Status: Reference Date: 2026-04-01

The Desktop Host Relay lets the Agience cloud invoke MCP tools and access resources on a user's local machine without requiring inbound ports. From the browser, local tools appear and behave identically to any other MCP tool call.

What you get:

  • Cloud-to-local tool calls that feel identical to any remote MCP server call.
  • No inbound ports required on the user machine — works behind NAT and corporate firewalls.
  • A safe, policy-enforced baseline for sensitive local capabilities (filesystem, process execution).
  • A single installable companion that can also supervise other local MCP servers.

Architecture

Browser
└── POST /artifacts/{server_id}/invoke ──→ Cloud (policy enforcement)
└── invoke_tool ──→ Desktop Host (WebSocket)
└── executes tool locally
└── returns tool_result

How it works:

  1. Desktop Host runs locally and authenticates to Cloud using an Agience-issued JWT.
  2. Desktop Host opens an outbound WebSocket relay channel to wss://<cloud>/relay/v1/connect.
  3. Cloud treats Desktop Host as an MCP server and routes tool invocations over the relay.
  4. Desktop Host executes tools locally, enforces local policy, and returns results.

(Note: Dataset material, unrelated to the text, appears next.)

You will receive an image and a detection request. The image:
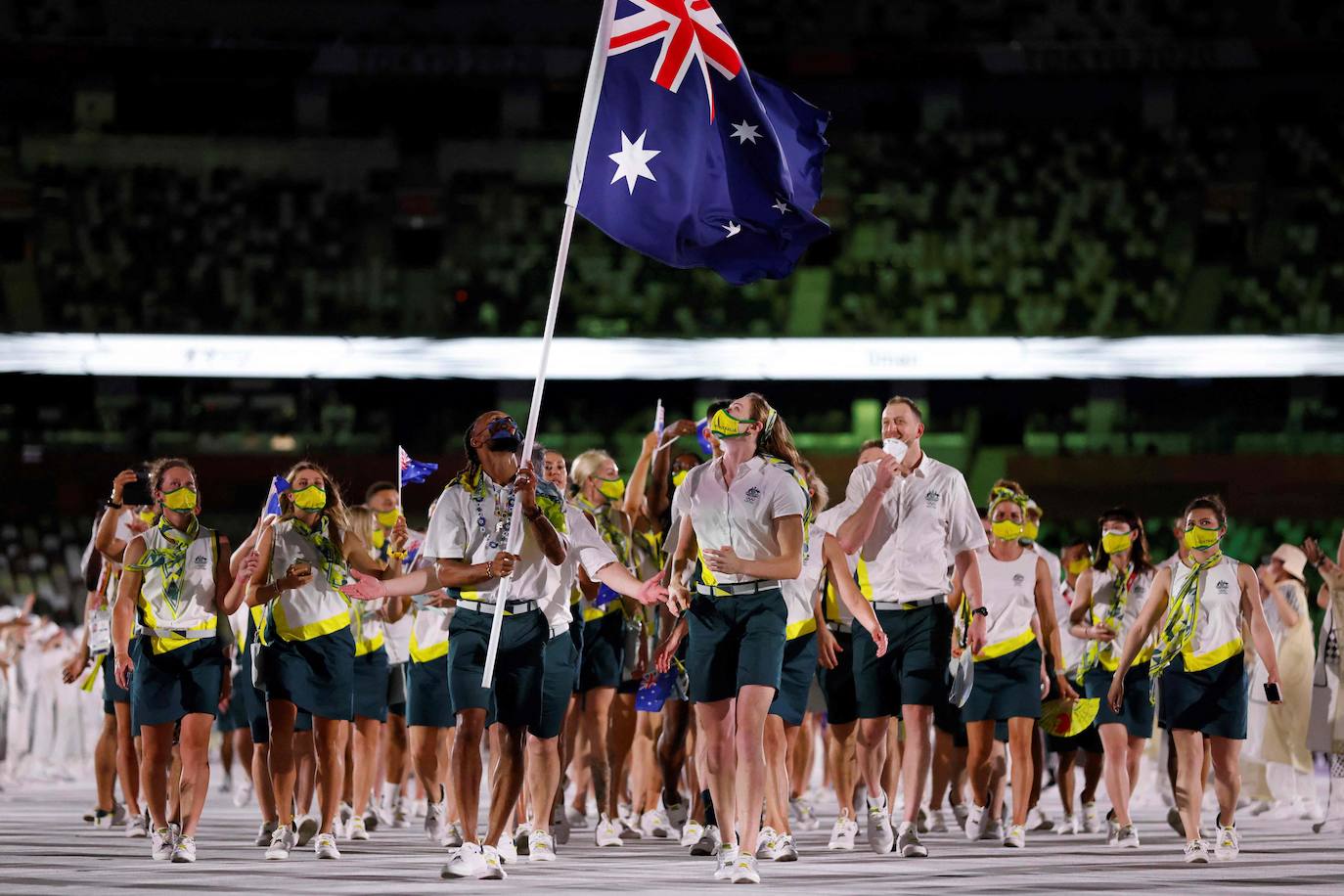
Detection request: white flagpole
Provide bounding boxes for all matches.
[483,0,615,688]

The channel is bidirectional: Cloud invokes Desktop Host tools, and Desktop Host can push events, resource imports, and derived artifacts back to Cloud over the same connection.

Desktop Host as local MCP supervisor

Desktop Host can also supervise local stdio MCP server processes, acting as a bridge between Cloud and tools that are not directly network-accessible.

Supervisor responsibilities:

  • Maintain a local registry of pre-approved MCP server definitions (command, args, cwd, env).
  • Start, stop, and restart subprocesses; health check and capture logs.
  • Proxy tools/list, tools/call, resources/list, and resources/read between Cloud and each local server.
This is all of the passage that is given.